Silver Spring Networks is an IoT solutions provider headed by Michael Bell, a former Apple executive who also led Intel’s IoT efforts before taking over as CEO of Silver Spring last fall. One of the first things Bell did was to open the company’s application programming interfaces, which use the the IEEE 802.15.4g wireless interoperability standard, called Wi-SUN (SUN stands for smart utility metering). Bell sees unlimited opportunity for smart city use cases leveraging Silver Spring’s technology.
“I can foresee everything, .. street lights, meters, parking spaces, bus kiosks — the signs, any kind of road signage,” he said. “Our technology [supports] higher power devices as well as battery powered devices.” Bell said that Silver Spring has already deployed more than 22 million IoT connections, with deployments in California, Florida, Texas, Illinois, and Singapore.
“We’re probably one of the biggest IoT companies in the world in terms of devices that have actually shipped,” said Bell. “We’ve been servicing the Internet of critical things.”
Smart meters are Silver Spring’s biggest business, but the company is expanding into smart grid deployments like the one in New York. Smart grids use connected endpoints to monitor power use and use a network to distribute power based on the data collected from the endpoints.
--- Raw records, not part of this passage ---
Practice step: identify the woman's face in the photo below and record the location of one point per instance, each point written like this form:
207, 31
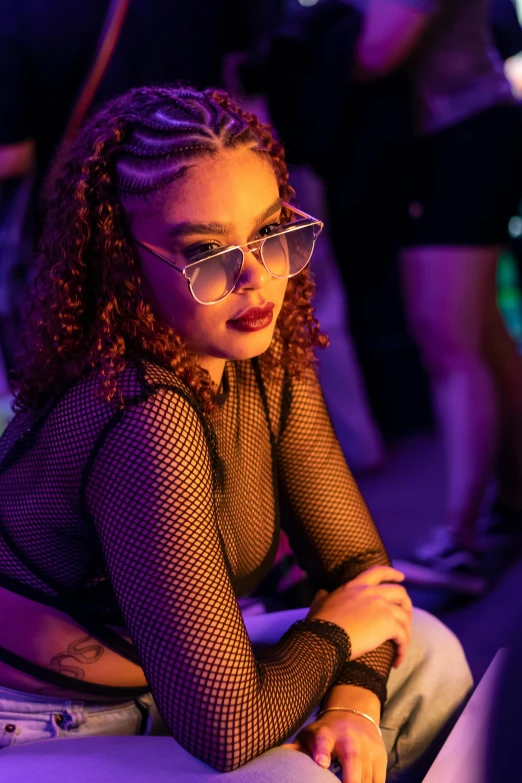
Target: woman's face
229, 198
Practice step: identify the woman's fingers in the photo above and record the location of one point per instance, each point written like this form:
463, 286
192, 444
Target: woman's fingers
351, 764
321, 746
377, 574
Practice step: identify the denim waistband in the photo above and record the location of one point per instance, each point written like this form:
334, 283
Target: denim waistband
30, 703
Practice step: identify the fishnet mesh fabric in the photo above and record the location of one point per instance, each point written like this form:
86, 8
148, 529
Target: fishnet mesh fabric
154, 518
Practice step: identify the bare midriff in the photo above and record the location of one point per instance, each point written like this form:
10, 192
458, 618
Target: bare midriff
52, 639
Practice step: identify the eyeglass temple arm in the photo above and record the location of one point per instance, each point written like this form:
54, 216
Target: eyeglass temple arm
299, 211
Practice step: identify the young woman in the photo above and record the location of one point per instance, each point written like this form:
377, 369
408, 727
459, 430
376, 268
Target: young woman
168, 419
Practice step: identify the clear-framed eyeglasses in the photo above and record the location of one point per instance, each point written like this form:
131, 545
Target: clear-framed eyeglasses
284, 253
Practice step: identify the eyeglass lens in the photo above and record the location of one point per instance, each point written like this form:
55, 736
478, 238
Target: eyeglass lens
284, 255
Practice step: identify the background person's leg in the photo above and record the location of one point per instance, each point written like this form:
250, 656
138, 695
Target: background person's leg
446, 293
423, 693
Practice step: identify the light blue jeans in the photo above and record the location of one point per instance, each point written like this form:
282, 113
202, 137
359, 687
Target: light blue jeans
422, 695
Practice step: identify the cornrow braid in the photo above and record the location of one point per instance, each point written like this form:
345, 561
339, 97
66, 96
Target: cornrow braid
89, 310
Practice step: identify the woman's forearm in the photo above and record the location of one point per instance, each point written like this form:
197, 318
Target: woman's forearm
354, 697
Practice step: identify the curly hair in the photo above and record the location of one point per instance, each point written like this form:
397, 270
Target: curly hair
88, 311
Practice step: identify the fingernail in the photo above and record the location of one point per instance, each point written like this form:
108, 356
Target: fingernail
322, 760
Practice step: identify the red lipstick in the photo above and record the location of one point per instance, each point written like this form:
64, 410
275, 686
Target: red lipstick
253, 319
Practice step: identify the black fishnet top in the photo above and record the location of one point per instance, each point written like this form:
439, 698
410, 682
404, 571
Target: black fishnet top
157, 518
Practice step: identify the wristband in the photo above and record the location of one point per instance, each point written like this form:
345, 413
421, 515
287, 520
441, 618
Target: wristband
355, 712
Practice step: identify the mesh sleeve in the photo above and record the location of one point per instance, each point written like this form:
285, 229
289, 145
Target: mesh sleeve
16, 125
150, 495
326, 519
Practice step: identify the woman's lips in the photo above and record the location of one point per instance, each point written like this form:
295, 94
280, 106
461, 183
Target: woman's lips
253, 319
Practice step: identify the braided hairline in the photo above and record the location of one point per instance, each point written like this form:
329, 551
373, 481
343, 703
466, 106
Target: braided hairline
89, 310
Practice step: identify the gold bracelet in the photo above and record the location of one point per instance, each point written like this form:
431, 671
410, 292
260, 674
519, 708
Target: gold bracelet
355, 712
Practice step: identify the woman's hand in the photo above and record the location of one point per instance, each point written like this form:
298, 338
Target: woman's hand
370, 612
351, 739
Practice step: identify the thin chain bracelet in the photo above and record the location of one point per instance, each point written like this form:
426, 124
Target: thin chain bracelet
355, 712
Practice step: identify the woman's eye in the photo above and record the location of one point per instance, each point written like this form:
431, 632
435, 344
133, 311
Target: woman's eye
195, 252
267, 230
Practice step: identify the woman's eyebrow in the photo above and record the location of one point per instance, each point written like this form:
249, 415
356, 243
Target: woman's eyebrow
186, 229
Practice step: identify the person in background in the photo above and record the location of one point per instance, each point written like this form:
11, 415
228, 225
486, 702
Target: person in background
467, 162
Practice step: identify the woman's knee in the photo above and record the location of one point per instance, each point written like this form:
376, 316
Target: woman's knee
437, 653
445, 347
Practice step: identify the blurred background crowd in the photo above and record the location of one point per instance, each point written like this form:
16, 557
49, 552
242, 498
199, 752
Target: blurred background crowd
403, 129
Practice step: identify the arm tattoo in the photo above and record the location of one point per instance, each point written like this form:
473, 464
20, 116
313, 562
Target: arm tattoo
84, 651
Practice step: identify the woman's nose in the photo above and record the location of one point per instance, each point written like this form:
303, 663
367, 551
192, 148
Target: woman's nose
254, 274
Silver Spring said the solution it will deploy in New York will offer speeds of up to 2.4 megabits per second, and will support dual-band mesh communications on both 900 MHz and 2.4 GHz frequencies.
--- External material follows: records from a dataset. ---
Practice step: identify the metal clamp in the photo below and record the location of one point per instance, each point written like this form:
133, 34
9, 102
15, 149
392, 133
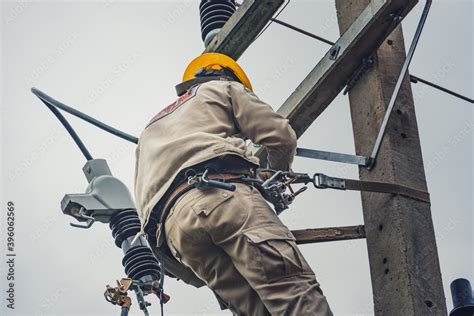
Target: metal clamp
322, 181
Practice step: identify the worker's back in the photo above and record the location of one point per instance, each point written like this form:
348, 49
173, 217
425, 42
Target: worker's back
209, 120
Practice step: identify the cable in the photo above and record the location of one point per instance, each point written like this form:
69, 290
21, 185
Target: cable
416, 79
413, 78
271, 19
297, 29
47, 99
69, 128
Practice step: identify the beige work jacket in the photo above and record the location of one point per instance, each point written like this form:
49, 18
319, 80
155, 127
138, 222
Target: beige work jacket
210, 120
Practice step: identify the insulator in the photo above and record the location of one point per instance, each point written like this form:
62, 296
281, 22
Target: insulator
138, 261
124, 224
214, 14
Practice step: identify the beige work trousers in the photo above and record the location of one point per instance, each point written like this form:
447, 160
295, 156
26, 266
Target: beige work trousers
240, 248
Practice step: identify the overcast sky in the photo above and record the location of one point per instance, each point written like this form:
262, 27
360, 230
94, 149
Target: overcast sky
119, 62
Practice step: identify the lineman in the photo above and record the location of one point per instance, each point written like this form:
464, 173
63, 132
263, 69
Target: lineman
232, 240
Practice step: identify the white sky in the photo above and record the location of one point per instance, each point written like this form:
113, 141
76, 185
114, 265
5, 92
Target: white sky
119, 62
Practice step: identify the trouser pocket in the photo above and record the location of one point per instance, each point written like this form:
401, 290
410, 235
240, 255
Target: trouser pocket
275, 250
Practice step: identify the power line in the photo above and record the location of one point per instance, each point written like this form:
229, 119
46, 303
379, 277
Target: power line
413, 78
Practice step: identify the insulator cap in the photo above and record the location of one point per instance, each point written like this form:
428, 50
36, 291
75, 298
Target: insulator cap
214, 14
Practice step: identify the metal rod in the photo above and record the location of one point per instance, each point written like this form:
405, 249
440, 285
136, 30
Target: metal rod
316, 235
416, 37
331, 156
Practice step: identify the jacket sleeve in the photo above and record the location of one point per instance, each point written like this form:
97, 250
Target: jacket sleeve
263, 126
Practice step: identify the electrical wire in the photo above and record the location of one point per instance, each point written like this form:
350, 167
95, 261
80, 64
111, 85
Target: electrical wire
413, 78
69, 128
271, 20
52, 102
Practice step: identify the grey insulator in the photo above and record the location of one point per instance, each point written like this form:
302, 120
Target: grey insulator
214, 14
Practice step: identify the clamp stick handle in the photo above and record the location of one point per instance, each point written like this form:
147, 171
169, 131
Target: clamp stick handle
220, 185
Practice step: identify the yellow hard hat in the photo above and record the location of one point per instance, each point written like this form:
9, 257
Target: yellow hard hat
216, 61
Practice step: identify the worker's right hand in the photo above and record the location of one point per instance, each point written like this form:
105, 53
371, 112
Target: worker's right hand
265, 174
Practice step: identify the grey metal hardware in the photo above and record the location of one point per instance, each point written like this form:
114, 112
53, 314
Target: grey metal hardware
331, 156
391, 104
322, 181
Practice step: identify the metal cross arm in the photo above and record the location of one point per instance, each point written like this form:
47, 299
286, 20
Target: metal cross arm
328, 78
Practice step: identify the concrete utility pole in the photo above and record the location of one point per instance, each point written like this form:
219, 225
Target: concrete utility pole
403, 256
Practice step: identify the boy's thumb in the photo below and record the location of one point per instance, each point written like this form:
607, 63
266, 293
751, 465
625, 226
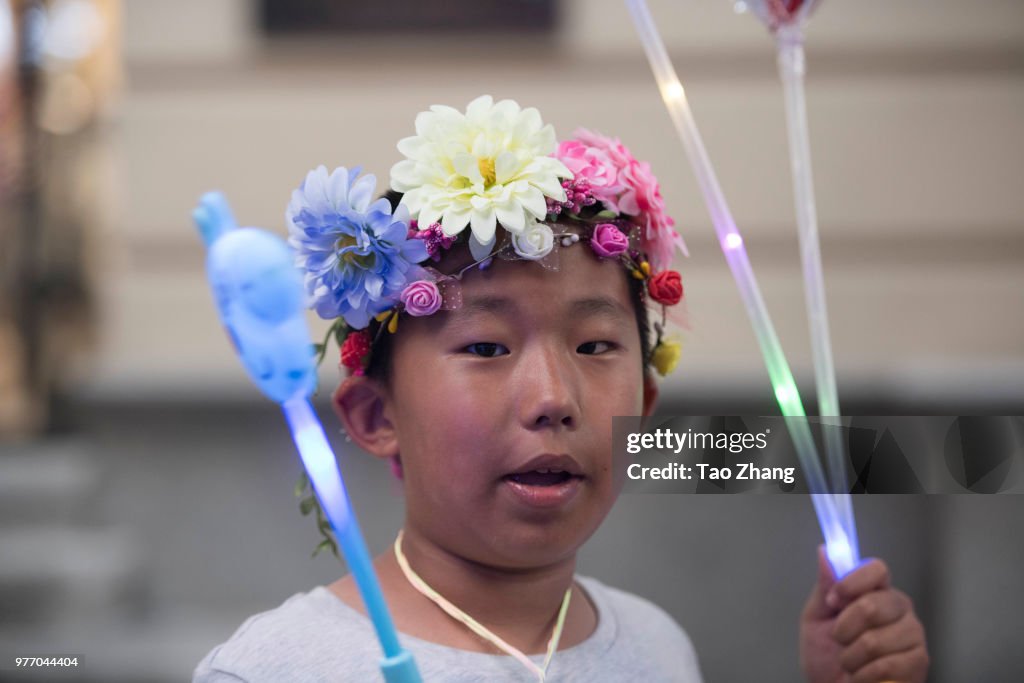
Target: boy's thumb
817, 605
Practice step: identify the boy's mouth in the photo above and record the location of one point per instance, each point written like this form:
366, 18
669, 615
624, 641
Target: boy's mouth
546, 481
541, 477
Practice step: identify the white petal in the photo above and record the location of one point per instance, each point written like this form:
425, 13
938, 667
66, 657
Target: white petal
483, 223
505, 166
467, 166
455, 219
511, 217
428, 216
532, 201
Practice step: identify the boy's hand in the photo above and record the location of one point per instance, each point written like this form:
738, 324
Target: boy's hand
860, 630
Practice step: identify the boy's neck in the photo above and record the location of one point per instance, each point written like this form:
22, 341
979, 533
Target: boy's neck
520, 606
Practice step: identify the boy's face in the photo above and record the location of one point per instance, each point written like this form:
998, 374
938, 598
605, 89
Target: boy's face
525, 376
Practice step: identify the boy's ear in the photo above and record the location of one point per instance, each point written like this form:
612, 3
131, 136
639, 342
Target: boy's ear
649, 393
363, 407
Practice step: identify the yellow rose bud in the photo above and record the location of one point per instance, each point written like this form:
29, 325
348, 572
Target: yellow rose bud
666, 356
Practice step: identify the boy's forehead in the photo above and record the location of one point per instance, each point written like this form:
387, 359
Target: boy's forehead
580, 287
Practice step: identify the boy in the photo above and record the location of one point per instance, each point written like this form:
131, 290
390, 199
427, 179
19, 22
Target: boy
494, 404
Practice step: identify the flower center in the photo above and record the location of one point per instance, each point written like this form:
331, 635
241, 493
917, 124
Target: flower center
486, 167
366, 261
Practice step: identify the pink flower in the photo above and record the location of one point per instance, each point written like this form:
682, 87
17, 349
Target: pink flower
421, 298
657, 236
593, 165
354, 351
608, 241
633, 193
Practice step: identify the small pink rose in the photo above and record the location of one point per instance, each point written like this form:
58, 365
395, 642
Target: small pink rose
608, 241
421, 298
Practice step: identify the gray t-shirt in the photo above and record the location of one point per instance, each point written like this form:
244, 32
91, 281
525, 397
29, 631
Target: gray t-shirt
314, 637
“Our offering is faster than the people that have popped up recently, our offering is more secure than the people that have popped up recently, and the mesh architecture gives us a level of redundancy that the others don’t have,” said Bell. The ‘people that have popped up recently’ are Sigfox and LoRa, two low-power wide-area networking technologies designed for the Internet of Things.
Mobile operators are also eyeing IoT technology, and the 3GPP standards group is expected to release new standards for cellular IoT during the first half of this year. Bell said he sees cellular technology as more of a complement than a competitor to Silver Spring.
“We actually think we’re a great add-on for cellullar,” said Bell, adding that one Silver Spring node can aggregate traffic from up to 1,000 endpoints. “We aggregate all that traffic before it goes back through the cellular backbone, which actually is a very optimum use of that kind of routing, so we see ourselves as a perfect partner of many of the cell companies,” he said.